Wagenheim testified to having seen "Hazners" at the Rīga ghetto gate multiple times. However, there are a number of issues. Hāzners never had any reason to be there, himself documented to have been working elsewhere. The Justice Department suppressed exculpatory German war records.4 Ghetto witnesses who remembered "Hazners" didn't recall each other. Hundreds of other potential witnesses shown multiple photographs of Hazners, and who should have seen him when and where alleged, failed to identify him. Conveniently, Israeli authorities did not track how many ghetto inmates failed to recognize "Hāzners." Lastly, none of the witnesses knew the name "Hāzners" unless they were told it or "heard it" afterwards. No witness heard the "Hāzners" they fingered in the courtroom addressed as "Hāzners." None had encountered Hāzners before the Nazi occupation. In Wagenheim's case, he testified he did not "remember" Hāzners's name until Israeli authorities told it to him, and had not seen "Hāzners" closer than 15 to 20 meters away.

Notably, "1,000" is another sign of Soviet propaganda. Scholarship puts the victims of the synagogue burning in question, the Great Choral Synagogue, at 300; they likely were already shot dead. Hāzners's trial established he could not have been present. Moreover, a recently available source indicates that, according to Walter Stahlecker's Baltic-German interpreter, the Wehrmacht conducted the burning after failing to gather Latvians in the streets for the action.

Schiessl's prefacing "according to" in his narrative to testimony of war crimes as reported in the source is insufficient when the allegations failed scrutiny in court.

Bennington BannerOctober 28, 1977

Bennington Banner article, October 28, 1977

This brief article relates the testimony Meir Lowenstein regarding "Hazners" at the ghetto, and that of two unnamed witnesses indicating Hāzners (quoting article) "personally beat Latvian Jews and forced them into the Choral Synagogue where as many as 1,000 Jews may have died."

Much as Hāzners was never at the ghetto gate, he was conclusively demonstrated to not have been at the Rīga synagogue when it was burned. One of the witnesses fingering Hāzners for the burning possessed the full collection of anti-Latvian KGB propaganda publications prominently featuring Hāzners (with photo), and which the INS entered into evidence at his deportation trial. Given Israeli authorities introduced pictures of Hāzners as a confirmed "war criminal" to hundreds of potential witnesses in their search for Arājs Kommando members, one could see where a witness could be swayed to testify, particularly if shown pictures of the "criminal" on multiple occasions.

Notably, two years after the case against Hāzners failed and the U.S. government's appeal denied, the USSR resurrected its accusations against him at the United Nations, shifting the scene of the crime to Belarus:

One of them [major war criminals who had escaped secretly to the United States after the war], Vilis Khazners, had been in Byelorussia and had "distinguished himself" on one occasion by herding Jews into a synagogue and burning it down. He [is] one of 300 war criminals still at large.

"Khazners" is the result of transliterating Hāzners to Хазнерс and back — a hallmark of Soviet fabrication.

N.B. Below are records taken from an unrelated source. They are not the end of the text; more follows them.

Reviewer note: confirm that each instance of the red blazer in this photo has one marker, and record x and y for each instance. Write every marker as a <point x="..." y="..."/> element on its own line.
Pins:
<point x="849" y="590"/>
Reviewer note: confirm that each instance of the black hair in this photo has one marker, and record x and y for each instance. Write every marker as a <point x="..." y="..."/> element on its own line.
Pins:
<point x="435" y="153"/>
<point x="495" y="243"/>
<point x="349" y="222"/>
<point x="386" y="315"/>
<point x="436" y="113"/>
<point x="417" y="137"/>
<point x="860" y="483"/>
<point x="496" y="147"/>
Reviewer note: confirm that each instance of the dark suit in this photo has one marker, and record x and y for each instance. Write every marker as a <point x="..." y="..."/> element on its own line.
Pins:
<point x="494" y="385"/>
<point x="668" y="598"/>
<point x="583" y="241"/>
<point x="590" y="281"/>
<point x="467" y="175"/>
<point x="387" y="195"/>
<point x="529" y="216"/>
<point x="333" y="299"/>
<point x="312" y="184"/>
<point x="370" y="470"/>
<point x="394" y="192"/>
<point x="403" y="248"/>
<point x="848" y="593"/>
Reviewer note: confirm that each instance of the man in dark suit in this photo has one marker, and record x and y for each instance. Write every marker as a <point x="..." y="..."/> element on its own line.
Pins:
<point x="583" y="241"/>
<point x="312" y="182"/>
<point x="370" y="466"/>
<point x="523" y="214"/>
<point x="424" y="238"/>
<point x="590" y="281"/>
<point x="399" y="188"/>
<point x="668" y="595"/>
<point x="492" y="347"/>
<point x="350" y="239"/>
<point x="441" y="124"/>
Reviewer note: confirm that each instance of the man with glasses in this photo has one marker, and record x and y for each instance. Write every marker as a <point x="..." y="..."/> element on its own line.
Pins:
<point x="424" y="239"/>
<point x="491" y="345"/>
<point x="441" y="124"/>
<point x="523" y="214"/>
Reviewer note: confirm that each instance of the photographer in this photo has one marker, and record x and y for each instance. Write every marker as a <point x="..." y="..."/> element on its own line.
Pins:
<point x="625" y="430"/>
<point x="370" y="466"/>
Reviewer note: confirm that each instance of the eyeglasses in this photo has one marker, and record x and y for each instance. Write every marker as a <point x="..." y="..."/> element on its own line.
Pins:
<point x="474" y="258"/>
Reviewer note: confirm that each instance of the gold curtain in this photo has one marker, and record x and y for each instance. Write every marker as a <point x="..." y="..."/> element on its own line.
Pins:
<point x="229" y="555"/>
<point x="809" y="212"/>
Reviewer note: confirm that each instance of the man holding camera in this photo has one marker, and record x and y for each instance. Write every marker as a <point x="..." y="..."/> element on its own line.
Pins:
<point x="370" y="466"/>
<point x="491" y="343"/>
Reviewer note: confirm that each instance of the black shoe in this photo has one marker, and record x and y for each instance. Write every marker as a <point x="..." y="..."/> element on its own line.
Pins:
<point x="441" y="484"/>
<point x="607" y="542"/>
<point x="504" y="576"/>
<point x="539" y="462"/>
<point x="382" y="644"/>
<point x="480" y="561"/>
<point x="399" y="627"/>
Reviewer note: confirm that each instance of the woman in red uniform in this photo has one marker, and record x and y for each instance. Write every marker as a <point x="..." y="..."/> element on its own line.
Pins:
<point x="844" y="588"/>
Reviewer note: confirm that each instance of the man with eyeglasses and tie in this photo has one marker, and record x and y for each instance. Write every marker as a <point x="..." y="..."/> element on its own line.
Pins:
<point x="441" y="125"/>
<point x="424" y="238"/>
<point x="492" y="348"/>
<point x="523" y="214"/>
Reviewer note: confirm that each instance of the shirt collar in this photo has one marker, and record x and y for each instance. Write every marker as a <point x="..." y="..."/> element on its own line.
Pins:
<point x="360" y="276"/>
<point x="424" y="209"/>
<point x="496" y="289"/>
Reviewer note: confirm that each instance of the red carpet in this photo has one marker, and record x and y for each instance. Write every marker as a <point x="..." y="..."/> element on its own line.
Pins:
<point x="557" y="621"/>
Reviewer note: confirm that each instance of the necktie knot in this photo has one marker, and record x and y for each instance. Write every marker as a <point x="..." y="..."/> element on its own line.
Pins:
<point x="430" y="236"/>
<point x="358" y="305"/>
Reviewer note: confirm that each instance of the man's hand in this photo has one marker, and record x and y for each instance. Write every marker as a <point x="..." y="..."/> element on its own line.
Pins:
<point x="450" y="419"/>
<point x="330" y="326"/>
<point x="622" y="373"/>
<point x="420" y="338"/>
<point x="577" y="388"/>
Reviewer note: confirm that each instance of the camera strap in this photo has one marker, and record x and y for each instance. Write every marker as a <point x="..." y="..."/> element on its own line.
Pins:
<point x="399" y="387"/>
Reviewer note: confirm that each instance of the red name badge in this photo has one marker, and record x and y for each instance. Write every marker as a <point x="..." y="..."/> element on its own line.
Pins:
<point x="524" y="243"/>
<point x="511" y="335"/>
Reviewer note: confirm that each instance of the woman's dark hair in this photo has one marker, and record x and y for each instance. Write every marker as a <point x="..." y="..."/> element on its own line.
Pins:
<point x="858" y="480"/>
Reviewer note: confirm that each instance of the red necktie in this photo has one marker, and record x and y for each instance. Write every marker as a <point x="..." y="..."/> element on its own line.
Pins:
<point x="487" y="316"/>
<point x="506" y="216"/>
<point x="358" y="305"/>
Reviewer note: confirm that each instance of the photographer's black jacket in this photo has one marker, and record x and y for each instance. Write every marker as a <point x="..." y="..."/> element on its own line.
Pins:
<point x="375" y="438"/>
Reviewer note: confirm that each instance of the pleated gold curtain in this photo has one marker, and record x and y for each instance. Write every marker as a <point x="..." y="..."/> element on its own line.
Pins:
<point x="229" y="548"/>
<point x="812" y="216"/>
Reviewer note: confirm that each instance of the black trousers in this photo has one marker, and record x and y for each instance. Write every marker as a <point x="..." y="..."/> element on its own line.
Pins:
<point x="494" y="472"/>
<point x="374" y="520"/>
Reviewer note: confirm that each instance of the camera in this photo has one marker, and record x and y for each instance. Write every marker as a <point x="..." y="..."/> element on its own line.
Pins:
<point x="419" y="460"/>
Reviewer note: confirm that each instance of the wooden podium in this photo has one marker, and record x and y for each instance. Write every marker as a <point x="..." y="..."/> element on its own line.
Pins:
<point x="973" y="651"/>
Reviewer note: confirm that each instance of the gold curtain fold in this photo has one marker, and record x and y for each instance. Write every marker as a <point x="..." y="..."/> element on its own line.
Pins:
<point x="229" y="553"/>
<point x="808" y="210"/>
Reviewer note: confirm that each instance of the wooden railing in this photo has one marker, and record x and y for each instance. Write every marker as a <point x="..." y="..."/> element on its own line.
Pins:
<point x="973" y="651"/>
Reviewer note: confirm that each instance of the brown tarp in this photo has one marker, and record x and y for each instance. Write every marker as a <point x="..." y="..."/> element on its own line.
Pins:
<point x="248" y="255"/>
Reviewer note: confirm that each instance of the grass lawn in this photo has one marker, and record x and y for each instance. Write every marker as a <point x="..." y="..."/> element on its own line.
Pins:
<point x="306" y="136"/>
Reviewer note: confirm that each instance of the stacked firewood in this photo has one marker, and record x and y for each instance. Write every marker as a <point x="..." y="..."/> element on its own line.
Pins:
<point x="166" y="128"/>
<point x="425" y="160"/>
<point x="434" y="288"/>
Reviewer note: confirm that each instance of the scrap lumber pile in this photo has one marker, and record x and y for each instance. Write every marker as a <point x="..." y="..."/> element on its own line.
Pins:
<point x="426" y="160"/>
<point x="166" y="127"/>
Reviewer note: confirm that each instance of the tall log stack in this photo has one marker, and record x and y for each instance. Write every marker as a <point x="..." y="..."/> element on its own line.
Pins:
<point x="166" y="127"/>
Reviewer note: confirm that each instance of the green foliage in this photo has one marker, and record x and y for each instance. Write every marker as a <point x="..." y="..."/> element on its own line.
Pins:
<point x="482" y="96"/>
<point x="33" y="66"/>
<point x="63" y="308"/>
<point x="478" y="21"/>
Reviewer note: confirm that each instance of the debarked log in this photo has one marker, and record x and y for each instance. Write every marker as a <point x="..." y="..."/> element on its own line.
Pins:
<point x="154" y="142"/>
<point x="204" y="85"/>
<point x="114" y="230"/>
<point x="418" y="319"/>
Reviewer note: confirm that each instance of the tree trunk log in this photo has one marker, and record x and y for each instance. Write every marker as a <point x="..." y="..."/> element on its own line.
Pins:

Schiessl's prefacing "purportedly" in his narrative to testimony of war crimes as reported in the source is insufficient when the allegations failed scrutiny in court.


1Mineau, A. Operation Barbarossa: Ideology and Ethics Against Human Dignity, Rodopi, 2004, ISBN: 9789042016330. LINK, page 104.
2Brietman's article appeared originally at wiesenthal.com available at archive.org, 17 April 2007.
3Israeli Witnesses Testify Against Alleged Ex-Nazi, by Joseph Mianowany, UPI.
4The Department of Justice refused defense requests for German records in DOJ possession.